GOTURN : Deep Learning based Object Tracking

In this post, we will learn about a Deep Learning based object tracking algorithm called GOTURN. The original implementation of GOTURN is in Caffe, but it has been ported to the OpenCV Object Tracking API and we will use this API to demonstrate GOTURN in C++ and Python. What is

GOTURN : Deep Learning based Object Tracker

In this post, we will learn about a Deep Learning based object tracking algorithm called GOTURN. The original implementation of GOTURN is in Caffe, but it has been ported to the OpenCV Object Tracking API and we will use this API to demonstrate GOTURN in C++ and Python.

What is Object Tracking ?

The goal of object tracking is to keep track of an object in a video sequence. A tracking algorithm is initialized with a frame of a video sequence and a bounding box to indicate the location of the object we are interested in tracking. The tracking algorithm outputs a bounding box for all subsequent frames.

What is GOTURN?

GOTURN, short for Generic Object Tracking Using Regression Networks, is a Deep Learning based tracking algorithm. The video below explains GOTURN and shows a few results.

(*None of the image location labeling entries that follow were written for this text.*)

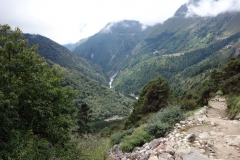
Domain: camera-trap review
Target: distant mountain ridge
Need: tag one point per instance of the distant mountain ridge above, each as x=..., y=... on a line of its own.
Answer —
x=147, y=53
x=84, y=76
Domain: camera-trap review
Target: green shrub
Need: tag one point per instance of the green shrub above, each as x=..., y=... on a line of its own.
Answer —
x=169, y=115
x=164, y=121
x=219, y=92
x=158, y=129
x=233, y=103
x=188, y=104
x=94, y=147
x=117, y=137
x=138, y=138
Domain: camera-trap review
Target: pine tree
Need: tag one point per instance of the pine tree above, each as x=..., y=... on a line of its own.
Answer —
x=34, y=107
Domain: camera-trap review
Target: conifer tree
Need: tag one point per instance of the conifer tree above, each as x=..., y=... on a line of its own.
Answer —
x=34, y=108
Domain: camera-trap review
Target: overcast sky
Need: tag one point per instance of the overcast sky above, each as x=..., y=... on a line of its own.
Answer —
x=66, y=21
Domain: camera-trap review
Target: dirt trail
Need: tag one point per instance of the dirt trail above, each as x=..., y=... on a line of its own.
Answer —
x=224, y=133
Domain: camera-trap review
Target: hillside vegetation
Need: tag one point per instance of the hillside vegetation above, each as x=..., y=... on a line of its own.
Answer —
x=180, y=47
x=85, y=77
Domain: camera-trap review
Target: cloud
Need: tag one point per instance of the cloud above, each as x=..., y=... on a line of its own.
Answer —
x=67, y=21
x=206, y=8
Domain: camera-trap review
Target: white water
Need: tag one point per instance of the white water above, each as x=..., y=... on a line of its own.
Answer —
x=133, y=95
x=111, y=80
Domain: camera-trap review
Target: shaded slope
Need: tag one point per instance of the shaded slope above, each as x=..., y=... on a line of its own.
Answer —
x=85, y=77
x=62, y=56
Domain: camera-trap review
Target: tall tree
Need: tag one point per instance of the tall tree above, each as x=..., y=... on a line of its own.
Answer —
x=153, y=97
x=32, y=102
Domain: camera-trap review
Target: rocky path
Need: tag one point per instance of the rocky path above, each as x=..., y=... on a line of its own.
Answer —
x=223, y=133
x=208, y=134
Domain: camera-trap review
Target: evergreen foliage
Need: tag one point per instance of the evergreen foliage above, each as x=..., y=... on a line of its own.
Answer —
x=34, y=108
x=153, y=97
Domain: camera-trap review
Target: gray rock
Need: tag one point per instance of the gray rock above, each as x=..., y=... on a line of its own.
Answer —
x=203, y=135
x=189, y=154
x=153, y=158
x=191, y=137
x=154, y=144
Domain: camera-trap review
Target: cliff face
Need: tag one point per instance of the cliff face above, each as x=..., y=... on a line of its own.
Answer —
x=205, y=135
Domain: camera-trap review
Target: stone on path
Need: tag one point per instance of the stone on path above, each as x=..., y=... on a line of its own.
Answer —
x=153, y=158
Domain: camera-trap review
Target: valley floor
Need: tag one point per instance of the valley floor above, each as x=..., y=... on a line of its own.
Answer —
x=208, y=134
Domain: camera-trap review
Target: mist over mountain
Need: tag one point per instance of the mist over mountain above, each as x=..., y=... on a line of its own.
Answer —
x=138, y=55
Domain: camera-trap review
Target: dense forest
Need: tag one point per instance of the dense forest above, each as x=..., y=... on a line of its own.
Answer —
x=55, y=104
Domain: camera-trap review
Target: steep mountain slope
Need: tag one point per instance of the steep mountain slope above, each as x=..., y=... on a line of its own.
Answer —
x=60, y=55
x=180, y=47
x=85, y=77
x=112, y=45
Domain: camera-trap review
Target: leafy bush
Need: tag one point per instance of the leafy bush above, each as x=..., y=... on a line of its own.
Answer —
x=153, y=97
x=158, y=129
x=164, y=120
x=138, y=138
x=188, y=104
x=169, y=115
x=94, y=147
x=233, y=103
x=117, y=137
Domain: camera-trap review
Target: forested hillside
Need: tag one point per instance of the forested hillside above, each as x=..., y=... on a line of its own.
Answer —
x=87, y=78
x=180, y=47
x=112, y=45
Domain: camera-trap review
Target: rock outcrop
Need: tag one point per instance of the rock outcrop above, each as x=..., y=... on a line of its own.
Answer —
x=199, y=137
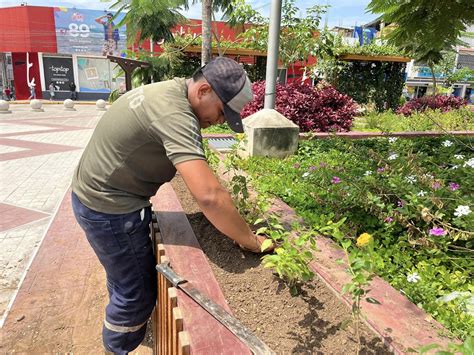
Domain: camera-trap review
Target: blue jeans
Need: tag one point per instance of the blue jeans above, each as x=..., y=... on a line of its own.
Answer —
x=123, y=245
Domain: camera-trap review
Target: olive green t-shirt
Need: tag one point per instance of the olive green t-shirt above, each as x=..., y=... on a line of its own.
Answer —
x=135, y=147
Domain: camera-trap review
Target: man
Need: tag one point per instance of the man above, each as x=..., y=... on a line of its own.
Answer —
x=111, y=35
x=32, y=91
x=141, y=141
x=72, y=89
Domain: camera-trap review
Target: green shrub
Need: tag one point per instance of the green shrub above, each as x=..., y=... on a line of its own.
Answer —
x=414, y=196
x=388, y=121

Most tracking algorithms are trained in an online manner. In other words, the tracking algorithm learns the appearance of the object it is tracking at runtime.

Therefore, many real-time trackers rely on online learning algorithms that are typically much faster than a Deep Learning based solution.

GOTURN changed the way we apply Deep Learning to the problem of tracking by learning the motion of an object in an offline manner. The GOTURN model is trained on thousands of video sequences and does not need to perform any learning at runtime.

How does GOTURN work?

GOTURN was introduced by David Held, Sebastian Thrun, Silvio Savarese in their paper titled “Learning to Track at 100 FPS with Deep Regression Networks”.

GOTURN Inputs and Outputs
Figure 1: GOTURN takes two cropped frames as input and outputs the bounding box around the object in the second frame.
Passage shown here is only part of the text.